Schlippenbach, Ulrich von

Ulrich Freiherr von Schlippenbach was born in Kurzeme (Courland) on May 7, 1774. He came from the nobility, the son of a captain in the Prussian army. From 1790 Ulrich von Schlippenbach studied law and verbal sciences at the Universities of Königsberg and Leipzig.

When the Kosciuszko Uprising began in 1794, Ulrich von Schlippenbach enlisted in the Russian Imperial Army and remained there subsequently as a member of the St.

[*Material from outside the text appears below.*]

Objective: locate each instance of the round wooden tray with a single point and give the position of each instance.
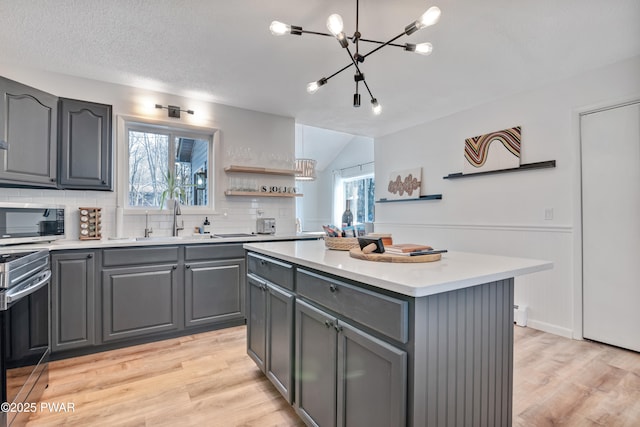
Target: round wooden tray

Petersburg Guard, only to resign after the death of Catherine II.

Returning to Courland, Ulrich Hermann Freiherr von Schlippenbach served as a land notary of the district of Pilten from 1799 to 1807, then from 1807 to 1818 as Landrat of Pilten, and after the annexation of the Pilten district to Courland, in 1818, he was a counselor of the Courland Oberhofgericht, and from 1822 on also the chairman of the Courland Committee, which drafted a set of local laws for the provinces of the Baltic States. He owned the estates of Ulmalen and Jamaiken.

On von Schlippenbach's initiative, the Gesellschaft für Literatur und Kunst was founded in 1816 in Mitau (Jelgava).

Schlippenbach died on March 20, 1826, in the city of Mitau.